Olive looked kindly at him. “Are you ever homesick, and do you ever wish you had stayed in England? It must be very different from here.”
“Very,” said Brother Green gazing with a far-away sort of look through the large forge door out over the shimmering prairie. He suddenly seemed to see rolling hills with oak woods tufting their slopes, and a deep valley, where blue curling smoke ascended in high spirals, and a church steeple rose from among elms, and jackdaws croaked around the steeple. He put his head a little on one side, almost as if he would catch more distinctly the hoarse croak of the jackdaws, or maybe the first sound of the bell which hung in the steeple and used to ring on Sundays.
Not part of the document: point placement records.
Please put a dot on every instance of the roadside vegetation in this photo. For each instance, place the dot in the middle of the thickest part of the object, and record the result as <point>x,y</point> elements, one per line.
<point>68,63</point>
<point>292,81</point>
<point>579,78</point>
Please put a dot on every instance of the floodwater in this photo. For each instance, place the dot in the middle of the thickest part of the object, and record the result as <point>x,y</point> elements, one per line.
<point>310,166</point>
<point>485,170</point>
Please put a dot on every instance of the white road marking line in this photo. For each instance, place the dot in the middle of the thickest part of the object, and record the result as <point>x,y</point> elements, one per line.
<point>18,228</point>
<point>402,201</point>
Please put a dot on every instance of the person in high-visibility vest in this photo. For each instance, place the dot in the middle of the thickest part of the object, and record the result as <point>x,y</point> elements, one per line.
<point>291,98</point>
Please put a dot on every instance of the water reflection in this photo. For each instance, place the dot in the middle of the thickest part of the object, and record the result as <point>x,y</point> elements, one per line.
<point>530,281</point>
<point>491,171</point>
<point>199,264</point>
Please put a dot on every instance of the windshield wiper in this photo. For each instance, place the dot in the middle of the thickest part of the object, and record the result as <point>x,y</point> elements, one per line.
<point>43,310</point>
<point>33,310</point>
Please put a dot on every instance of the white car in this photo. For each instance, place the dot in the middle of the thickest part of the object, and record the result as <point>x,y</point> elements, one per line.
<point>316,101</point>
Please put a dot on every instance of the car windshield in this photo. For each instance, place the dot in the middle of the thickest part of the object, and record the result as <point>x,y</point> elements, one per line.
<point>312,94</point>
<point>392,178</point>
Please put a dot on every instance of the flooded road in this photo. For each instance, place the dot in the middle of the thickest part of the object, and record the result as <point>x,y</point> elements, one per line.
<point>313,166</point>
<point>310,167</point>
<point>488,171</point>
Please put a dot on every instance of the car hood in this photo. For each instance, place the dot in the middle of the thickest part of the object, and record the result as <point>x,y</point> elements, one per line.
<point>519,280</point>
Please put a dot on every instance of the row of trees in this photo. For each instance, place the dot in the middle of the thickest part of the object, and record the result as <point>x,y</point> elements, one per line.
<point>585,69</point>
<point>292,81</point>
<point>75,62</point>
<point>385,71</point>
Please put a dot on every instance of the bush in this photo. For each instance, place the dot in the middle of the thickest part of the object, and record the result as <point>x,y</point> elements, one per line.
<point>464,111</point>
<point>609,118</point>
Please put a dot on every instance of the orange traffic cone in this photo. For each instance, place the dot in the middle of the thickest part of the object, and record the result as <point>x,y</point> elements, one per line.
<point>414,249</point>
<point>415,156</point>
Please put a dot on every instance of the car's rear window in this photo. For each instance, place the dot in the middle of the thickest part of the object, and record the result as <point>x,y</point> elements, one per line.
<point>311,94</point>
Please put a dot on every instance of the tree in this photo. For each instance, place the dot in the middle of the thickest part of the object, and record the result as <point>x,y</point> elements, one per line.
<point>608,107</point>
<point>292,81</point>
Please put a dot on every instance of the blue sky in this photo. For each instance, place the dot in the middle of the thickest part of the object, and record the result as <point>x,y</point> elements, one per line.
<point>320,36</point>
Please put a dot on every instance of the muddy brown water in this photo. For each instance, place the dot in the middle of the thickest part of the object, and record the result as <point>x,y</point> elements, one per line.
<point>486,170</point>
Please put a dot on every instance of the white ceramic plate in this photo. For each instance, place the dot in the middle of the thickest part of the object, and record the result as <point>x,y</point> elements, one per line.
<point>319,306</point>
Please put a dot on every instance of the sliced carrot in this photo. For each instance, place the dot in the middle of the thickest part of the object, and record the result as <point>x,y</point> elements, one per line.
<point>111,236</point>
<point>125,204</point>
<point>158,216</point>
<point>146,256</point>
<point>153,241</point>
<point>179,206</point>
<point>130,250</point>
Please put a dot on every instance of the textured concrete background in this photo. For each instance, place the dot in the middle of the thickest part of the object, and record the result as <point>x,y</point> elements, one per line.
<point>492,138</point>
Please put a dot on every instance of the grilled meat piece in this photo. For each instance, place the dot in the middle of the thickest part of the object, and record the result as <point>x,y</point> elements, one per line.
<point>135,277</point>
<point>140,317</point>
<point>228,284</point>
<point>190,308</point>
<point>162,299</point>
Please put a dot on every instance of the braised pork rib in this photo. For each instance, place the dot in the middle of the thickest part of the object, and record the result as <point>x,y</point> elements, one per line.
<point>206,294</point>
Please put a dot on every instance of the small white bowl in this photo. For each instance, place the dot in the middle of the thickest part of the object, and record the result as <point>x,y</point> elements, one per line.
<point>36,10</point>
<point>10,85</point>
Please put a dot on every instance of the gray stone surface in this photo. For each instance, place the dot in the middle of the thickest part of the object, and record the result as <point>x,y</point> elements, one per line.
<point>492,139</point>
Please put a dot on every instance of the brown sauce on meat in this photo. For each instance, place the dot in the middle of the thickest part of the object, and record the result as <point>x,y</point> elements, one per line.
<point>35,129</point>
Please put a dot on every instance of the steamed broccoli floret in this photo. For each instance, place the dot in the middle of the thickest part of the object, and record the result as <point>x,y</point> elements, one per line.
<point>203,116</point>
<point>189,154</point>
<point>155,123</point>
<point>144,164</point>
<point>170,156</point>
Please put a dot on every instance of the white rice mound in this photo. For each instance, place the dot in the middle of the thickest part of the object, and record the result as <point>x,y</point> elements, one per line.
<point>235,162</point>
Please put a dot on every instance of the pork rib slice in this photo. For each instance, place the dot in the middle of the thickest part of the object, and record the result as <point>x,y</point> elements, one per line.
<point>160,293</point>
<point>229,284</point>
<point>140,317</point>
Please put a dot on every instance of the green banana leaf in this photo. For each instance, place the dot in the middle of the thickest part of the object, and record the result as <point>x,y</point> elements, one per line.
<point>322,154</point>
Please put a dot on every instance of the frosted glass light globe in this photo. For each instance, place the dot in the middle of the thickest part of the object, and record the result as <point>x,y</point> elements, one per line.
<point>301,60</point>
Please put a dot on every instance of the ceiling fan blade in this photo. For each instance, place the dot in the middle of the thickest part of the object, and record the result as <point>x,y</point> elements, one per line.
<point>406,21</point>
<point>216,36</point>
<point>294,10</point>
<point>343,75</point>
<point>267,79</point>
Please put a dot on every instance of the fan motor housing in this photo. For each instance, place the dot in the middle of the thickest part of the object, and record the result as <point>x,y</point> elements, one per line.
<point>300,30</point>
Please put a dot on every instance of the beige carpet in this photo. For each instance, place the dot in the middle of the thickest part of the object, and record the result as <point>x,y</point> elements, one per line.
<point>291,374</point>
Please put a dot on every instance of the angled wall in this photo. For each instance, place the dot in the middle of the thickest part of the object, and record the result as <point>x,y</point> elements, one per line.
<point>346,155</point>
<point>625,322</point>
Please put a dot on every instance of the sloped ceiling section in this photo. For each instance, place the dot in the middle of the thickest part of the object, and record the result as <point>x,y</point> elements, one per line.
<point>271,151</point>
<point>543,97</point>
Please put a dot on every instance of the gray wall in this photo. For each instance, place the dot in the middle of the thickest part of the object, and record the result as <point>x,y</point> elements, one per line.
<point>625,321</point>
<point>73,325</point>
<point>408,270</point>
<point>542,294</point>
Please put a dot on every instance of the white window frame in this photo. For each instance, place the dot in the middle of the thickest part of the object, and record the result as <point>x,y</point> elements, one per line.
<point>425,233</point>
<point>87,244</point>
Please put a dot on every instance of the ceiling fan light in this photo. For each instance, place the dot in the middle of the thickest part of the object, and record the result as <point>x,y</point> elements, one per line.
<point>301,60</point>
“Yes,” he said, as this picture faded away and the prairie returned in its place, “there can’t be much greater differences in the world than between Perfection City and the little village in Sussex, where I was born.”
“Which do you like best, Brother Green?” asked Olive a little thoughtlessly.
“I don’t expect ever to be as unhappy again as I was in that pretty little village,” said Brother Green, and Olive remembered that she had been told he had lost a young wife in his youth. She felt sorry for him, and regretted having touched upon an old wound that still could throb with pain.
“Have you heard any news lately? Has anybody been to the forge? You are always the first to hear news,” said she quickly, desiring to change the subject.
“A man from down south passed this morning.”
“Did he?” said Olive anxiously, “what did he say?”
“He said the fire was just bellowing its way towards Fort Scott, and had done a good deal of damage one way or another. It was one of the hottest they ever had and the hardest to stop. It crossed one of the South Fork Creeks and got into the broken land round Osage.”